Inaugurated in March 2010, the BRS Corridor on Alameda features dedicated bus lanes for municipal and intercity routes and central median stations. The avenue handles over 80,000 vehicles daily and serves bus routes connecting Niterói to São Gonçalo, Itaboraí, Maricá, Rio de Janeiro, and Duque de Caxias.
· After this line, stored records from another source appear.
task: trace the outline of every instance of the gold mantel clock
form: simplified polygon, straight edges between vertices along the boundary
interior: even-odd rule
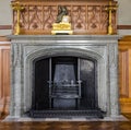
[[[51,34],[73,34],[71,29],[70,16],[67,15],[66,7],[59,7],[59,14],[57,16],[56,23],[52,24]]]

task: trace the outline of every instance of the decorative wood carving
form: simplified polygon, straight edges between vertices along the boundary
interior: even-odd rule
[[[0,113],[9,113],[10,103],[10,42],[0,37]]]
[[[119,42],[119,84],[122,113],[131,113],[131,36]]]
[[[20,23],[23,34],[50,34],[58,14],[58,5],[66,5],[74,34],[107,34],[107,0],[19,0],[24,7]],[[14,2],[14,1],[13,1]],[[117,2],[112,1],[112,5]],[[13,28],[16,11],[13,11]],[[117,33],[116,11],[112,12],[114,33]],[[14,28],[15,32],[15,28]]]

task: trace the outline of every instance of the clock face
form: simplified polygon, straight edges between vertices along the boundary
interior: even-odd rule
[[[70,22],[70,16],[63,15],[62,22],[63,22],[63,23],[69,23],[69,22]]]

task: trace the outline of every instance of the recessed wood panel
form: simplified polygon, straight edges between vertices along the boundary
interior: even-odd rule
[[[131,113],[131,36],[119,40],[119,86],[121,113]]]

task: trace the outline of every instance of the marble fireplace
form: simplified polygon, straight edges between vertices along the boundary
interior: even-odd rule
[[[90,84],[92,84],[92,87],[95,87],[95,104],[97,108],[104,111],[104,118],[119,116],[118,35],[11,35],[9,37],[11,38],[12,76],[11,105],[8,118],[23,118],[31,109],[37,109],[37,102],[39,98],[43,98],[43,93],[37,94],[40,96],[37,96],[37,99],[35,98],[35,107],[33,106],[33,94],[35,92],[38,93],[38,91],[36,91],[37,87],[49,87],[49,83],[47,82],[49,82],[52,76],[49,76],[50,66],[41,62],[40,66],[44,69],[38,70],[36,74],[40,85],[37,84],[36,87],[35,82],[37,81],[35,80],[36,76],[34,76],[34,71],[37,70],[37,66],[34,66],[34,62],[44,59],[47,59],[48,62],[50,62],[56,61],[57,58],[64,59],[68,62],[67,68],[70,64],[69,60],[71,62],[76,61],[78,66],[82,66],[84,60],[85,62],[88,62],[88,64],[85,63],[81,69],[78,69],[80,71],[76,70],[76,73],[79,73],[78,81],[83,80],[81,79],[81,70],[84,68],[92,68],[91,64],[95,62],[93,66],[95,67],[95,80],[93,83],[90,83],[92,80],[87,80],[90,76],[85,75],[84,78],[87,80],[88,85],[84,87],[90,87]],[[40,68],[40,66],[38,66],[38,68]],[[36,68],[34,69],[34,67]],[[43,73],[40,73],[40,71],[43,71]],[[48,78],[46,81],[47,84],[45,85],[43,79],[46,79],[46,75]],[[73,81],[70,82],[72,83]],[[46,91],[48,95],[49,92],[48,90]],[[49,101],[49,98],[45,99]],[[45,101],[41,102],[41,104],[45,103]],[[55,106],[57,110],[59,110],[59,105],[57,103],[58,102],[55,103]],[[61,102],[59,102],[59,104]],[[70,103],[67,103],[67,105],[69,104]],[[84,104],[88,103],[85,102]],[[47,105],[44,106],[44,109],[43,107],[38,107],[38,109],[43,111],[48,110],[47,108],[50,109],[50,106],[51,105],[48,102]],[[62,107],[66,106],[63,105]]]

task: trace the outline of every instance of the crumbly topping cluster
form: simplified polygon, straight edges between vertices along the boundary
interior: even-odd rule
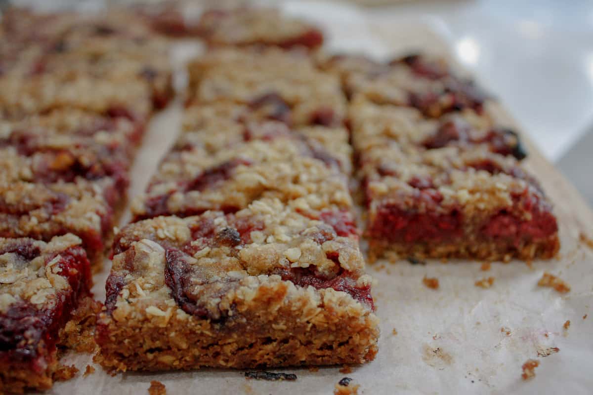
[[[298,19],[284,17],[271,8],[207,11],[202,15],[198,29],[213,45],[260,44],[314,49],[323,43],[323,34],[317,28]]]
[[[81,240],[69,234],[49,243],[31,239],[0,238],[0,313],[23,303],[39,310],[50,309],[60,303],[60,293],[71,286],[60,265],[79,246]]]
[[[139,19],[11,9],[0,25],[0,236],[73,232],[98,256],[136,143],[172,95]]]
[[[350,99],[367,233],[377,242],[371,243],[377,255],[386,243],[431,256],[555,253],[556,219],[519,164],[527,154],[518,136],[496,123],[472,82],[444,60],[419,55],[388,63],[357,56],[318,62],[340,77]],[[468,252],[468,240],[492,253]],[[446,248],[431,249],[431,242]]]
[[[223,49],[189,66],[190,98],[249,105],[294,125],[339,125],[346,99],[339,79],[317,69],[306,52],[270,47]]]
[[[184,131],[133,205],[136,220],[151,219],[116,236],[106,302],[114,319],[139,309],[170,317],[176,306],[219,322],[241,314],[237,304],[260,309],[253,293],[282,281],[372,309],[347,133],[333,111],[299,121],[299,106],[324,97],[343,105],[337,79],[303,53],[270,48],[215,50],[190,70]]]

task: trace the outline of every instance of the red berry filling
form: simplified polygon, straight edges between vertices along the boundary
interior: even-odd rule
[[[25,258],[32,256],[30,245],[23,245],[15,251]],[[20,252],[19,252],[20,251]],[[58,332],[69,319],[79,299],[90,293],[90,266],[84,250],[71,247],[59,253],[56,264],[72,288],[59,291],[55,302],[48,308],[39,309],[24,301],[14,303],[0,313],[0,360],[31,364],[41,373],[46,367],[44,357],[55,350]],[[50,256],[46,264],[53,259]]]

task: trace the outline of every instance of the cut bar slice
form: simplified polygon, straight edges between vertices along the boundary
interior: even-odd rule
[[[192,102],[234,102],[294,126],[340,126],[344,119],[339,78],[302,51],[219,49],[194,60],[189,72]]]
[[[377,352],[353,219],[277,200],[117,235],[97,340],[110,370],[355,364]]]
[[[519,165],[525,154],[517,134],[391,105],[359,103],[350,114],[372,258],[556,255],[556,220]]]
[[[197,30],[212,45],[263,44],[314,49],[323,44],[318,28],[273,8],[212,9],[202,14]]]
[[[51,387],[59,332],[90,285],[75,236],[0,238],[0,391]]]
[[[116,197],[108,178],[47,184],[0,179],[0,237],[49,241],[74,233],[93,262],[98,262],[113,226]]]
[[[366,179],[366,235],[375,257],[391,251],[399,258],[508,261],[557,252],[551,206],[530,180],[471,165],[401,168]]]
[[[412,107],[429,117],[457,111],[482,114],[488,99],[439,58],[410,54],[382,63],[360,55],[337,55],[321,60],[320,66],[342,78],[351,98]]]
[[[387,146],[403,151],[445,147],[471,151],[484,147],[491,152],[512,155],[518,160],[527,155],[517,133],[471,112],[426,118],[415,108],[358,99],[351,104],[349,113],[350,125],[355,131],[352,143],[363,156],[371,149]]]
[[[263,197],[291,201],[304,210],[330,205],[349,210],[347,185],[335,159],[289,134],[212,155],[198,145],[165,158],[146,194],[134,201],[132,212],[136,220],[208,210],[229,213]]]
[[[63,108],[123,117],[144,126],[152,103],[147,84],[125,78],[102,79],[74,73],[0,78],[0,115],[4,117],[19,119]]]

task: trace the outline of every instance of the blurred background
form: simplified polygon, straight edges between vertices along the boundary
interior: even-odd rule
[[[334,1],[361,6],[371,23],[421,18],[438,27],[458,60],[593,205],[593,1]],[[93,9],[130,2],[0,0],[8,2]]]

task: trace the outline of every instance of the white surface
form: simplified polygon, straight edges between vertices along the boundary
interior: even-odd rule
[[[460,60],[552,160],[593,123],[592,1],[416,1],[366,12],[380,23],[440,18]]]
[[[331,7],[318,7],[325,8],[301,3],[294,4],[289,9],[312,16],[319,15],[321,10],[331,11]],[[377,54],[387,50],[362,23],[364,18],[349,14],[349,9],[334,11],[326,23],[333,34],[330,42],[333,47],[368,47]],[[426,34],[427,26],[410,20],[394,30],[402,35],[411,31],[419,37]],[[335,34],[344,31],[356,32],[359,39],[351,40],[347,35]],[[370,41],[365,41],[363,37]],[[433,47],[440,43],[428,40],[427,44]],[[163,139],[174,137],[174,133],[163,131],[178,127],[180,111],[177,102],[177,107],[170,107],[152,123],[135,162],[132,195],[144,189],[151,170],[146,163],[154,165],[154,158],[166,149]],[[166,386],[169,394],[329,394],[340,379],[347,376],[361,385],[359,394],[369,395],[589,394],[593,388],[590,362],[593,358],[593,293],[589,280],[593,251],[575,243],[574,226],[564,220],[572,215],[570,210],[563,206],[557,210],[563,219],[560,223],[562,261],[535,262],[531,266],[520,262],[493,264],[488,272],[480,271],[479,262],[369,266],[369,272],[378,280],[373,293],[381,320],[380,350],[374,361],[354,367],[351,373],[340,373],[338,367],[322,368],[314,372],[286,369],[284,371],[295,372],[298,377],[296,382],[288,383],[247,381],[243,371],[224,370],[129,372],[112,377],[97,367],[88,377],[79,375],[58,383],[51,393],[146,394],[150,381],[157,380]],[[565,280],[572,287],[570,293],[560,295],[537,287],[544,270]],[[424,287],[422,279],[425,275],[438,278],[440,288],[435,291]],[[476,281],[490,276],[495,278],[491,288],[474,285]],[[104,280],[100,278],[95,278],[93,290],[100,300],[104,297]],[[584,320],[585,314],[591,317]],[[565,330],[562,326],[566,320],[572,324]],[[503,327],[511,331],[510,336],[501,332]],[[394,329],[397,335],[393,333]],[[538,357],[538,351],[549,347],[558,347],[560,352]],[[536,377],[524,381],[521,378],[521,365],[528,359],[539,361],[540,365],[535,370]],[[84,371],[90,357],[79,356],[72,361]]]

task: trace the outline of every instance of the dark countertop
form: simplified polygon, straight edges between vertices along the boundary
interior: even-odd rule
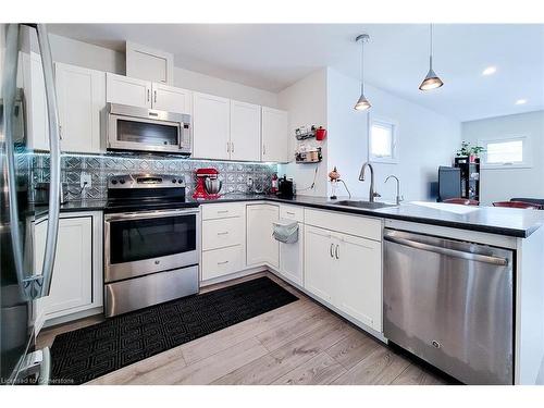
[[[544,211],[495,207],[469,208],[456,205],[441,205],[442,209],[437,209],[433,207],[436,206],[435,202],[422,202],[421,205],[418,205],[416,202],[403,202],[399,207],[388,207],[371,210],[353,207],[341,207],[334,205],[334,202],[337,200],[330,200],[325,197],[309,196],[297,196],[292,199],[283,199],[275,196],[232,194],[225,195],[214,200],[188,199],[187,201],[212,203],[260,200],[284,202],[295,206],[305,206],[384,219],[410,221],[430,225],[448,226],[460,230],[478,231],[521,238],[527,238],[534,231],[544,225]],[[61,212],[100,211],[103,210],[106,201],[101,200],[71,201],[61,206]],[[38,209],[39,208],[36,207],[36,212],[39,211]]]

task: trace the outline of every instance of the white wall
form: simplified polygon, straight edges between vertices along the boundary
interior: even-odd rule
[[[326,76],[327,69],[318,70],[279,94],[277,100],[280,108],[289,112],[289,154],[295,153],[295,129],[297,127],[304,125],[327,127]],[[288,177],[293,177],[296,183],[298,195],[326,195],[326,140],[322,144],[323,161],[321,163],[289,163],[287,165],[280,165],[279,175],[283,176],[285,173]],[[318,169],[316,187],[313,189],[308,189],[314,178],[316,169]]]
[[[113,51],[54,34],[50,34],[49,38],[54,61],[113,72],[120,75],[125,74],[124,52]],[[277,94],[187,71],[177,66],[174,69],[174,85],[248,103],[272,108],[277,107]]]
[[[395,183],[385,185],[384,181],[395,174],[406,200],[430,199],[430,183],[437,181],[438,165],[450,165],[460,145],[460,123],[369,85],[364,94],[371,110],[355,111],[360,83],[335,70],[327,73],[329,166],[337,166],[354,196],[367,199],[370,176],[366,182],[358,176],[368,160],[368,116],[390,119],[398,125],[398,163],[373,164],[375,189],[382,199],[394,200]]]
[[[462,139],[472,145],[516,136],[527,137],[531,166],[482,169],[480,201],[483,205],[512,197],[544,198],[544,111],[462,123]]]

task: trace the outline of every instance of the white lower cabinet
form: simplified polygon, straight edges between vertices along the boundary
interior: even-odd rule
[[[305,288],[332,304],[334,298],[334,248],[338,244],[330,231],[305,226]]]
[[[256,203],[246,207],[247,265],[268,264],[277,270],[280,245],[272,236],[273,222],[280,219],[276,205]]]
[[[243,202],[202,206],[201,281],[244,269],[245,209]]]
[[[49,296],[36,302],[37,325],[102,306],[101,215],[62,214]],[[47,219],[34,225],[34,264],[40,271],[47,236]],[[98,231],[97,231],[98,230]]]
[[[304,208],[280,206],[280,219],[298,222],[298,240],[293,244],[280,243],[279,272],[288,281],[302,286],[304,284]]]
[[[378,332],[382,331],[382,247],[342,234],[335,248],[335,306]]]
[[[363,324],[382,331],[381,243],[305,227],[305,288]]]
[[[235,245],[202,252],[202,281],[208,281],[244,269],[244,247]]]

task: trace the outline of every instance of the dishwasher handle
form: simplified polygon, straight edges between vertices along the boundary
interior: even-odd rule
[[[390,235],[385,235],[383,238],[385,240],[388,240],[390,243],[403,245],[405,247],[426,250],[426,251],[431,251],[431,252],[435,252],[435,254],[440,254],[440,255],[445,255],[448,257],[466,259],[469,261],[492,263],[492,264],[496,264],[496,265],[500,265],[500,267],[506,267],[508,264],[508,259],[506,259],[506,258],[499,258],[499,257],[493,257],[493,256],[489,256],[489,255],[480,255],[480,254],[466,252],[466,251],[456,250],[456,249],[436,247],[434,245],[418,243],[417,240],[399,238],[399,237],[390,236]]]

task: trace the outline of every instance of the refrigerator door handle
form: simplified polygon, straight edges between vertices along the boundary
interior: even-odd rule
[[[10,235],[13,261],[21,295],[26,298],[23,247],[18,219],[17,191],[15,184],[15,146],[13,139],[13,113],[15,109],[16,77],[18,63],[18,24],[10,24],[5,33],[4,70],[2,74],[3,134],[5,146],[5,170],[10,206]]]
[[[41,270],[40,297],[48,296],[53,275],[54,256],[57,252],[57,237],[60,217],[60,188],[61,188],[61,147],[59,138],[59,109],[54,90],[53,60],[45,24],[37,24],[38,45],[44,69],[46,87],[47,114],[49,120],[49,157],[50,157],[50,187],[49,187],[49,214],[47,224],[46,251]]]
[[[17,378],[24,379],[34,374],[37,374],[37,384],[49,384],[51,379],[51,351],[49,347],[27,354],[18,369]]]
=== Highway connections ===
Fonseca serves as a key regional junction:
- RJ-104: State highway connecting Niterói to São Gonçalo, Itaboraí, and the BR-116 highway.
- RJ-106 (Rodovia Amaral Peixoto): Highway connecting the neighborhood to the Região dos Lagos coastal towns (Maricá, Saquarema, Araruama, Cabo Frio).
- Rio–Niterói Bridge (BR-101): Access to the bridge is located minutes from the southern tip of the neighborhood, providing direct access to the city of Rio de Janeiro.

== Infrastructure and public services ==

=== Healthcare ===
- Hospital Municipal Getúlio Vargas Filho ("Getulinho"): Founded in 1953 on Rua Teixeira de Freitas, it is Niterói's primary public pediatric emergency and inpatient hospital.
- Policlínica Regional do Fonseca (Dr. Guilherme Taylor March): Located on Rua Desembargador Lima e Castro, providing outpatient care, specialty consultations, diagnostic exams, and medications via the SUS.

=== Education ===
- Escola Técnica Estadual Henrique Lage (ETEHL): Operated by FAETEC, it is a prominent public vocational and secondary school offering technical diplomas in mechanics, electronics, construction, and electrical engineering.
- Private and public schools: Includes historic private institutions like Colégio Nossa Senhora das Mercês, alongside several municipal and state public schools.

== Culture and landmarks ==

=== Niterói Botanical Garden (Jardim Botânico Nilo Peçanha) ===
Established on 16 May 1906, the Niterói Botanical Garden covers approximately 258,000 m^{2} (64 acres) of protected green space in central Fonseca. It contains native Atlantic Forest trees, including centuries-old jatobás, jequitibás, and jacarandas. Today, it functions as a public urban park for leisure, athletics, cultural events, and environmental education.

=== Oliveira Vianna House Museum ===
Located at Alameda São Boaventura, No. 41, the Casa de Oliveira Vianna was the residence of sociologist, jurist, and historian Francisco José de Oliveira Vianna (1883–1951), a member of the Brazilian Academy of Letters. Designated a historic heritage site by INEPAC and IPHAN, the house museum preserves his personal library of rare volumes, original furnishings, and historical documents.

=== Fonseca Atlético Clube ===
Founded on 12 October 1917, Fonseca Atlético Clube is a historic sports club based on Alameda São Boaventura. The club achieved prominence in professional football during the 1950s and 1960s, winning three state titles in the Campeonato Fluminense (1959, 1960, and 1962). Although its professional football department closed in 1965, the club remains active in social and recreational sports such as futsal and swimming.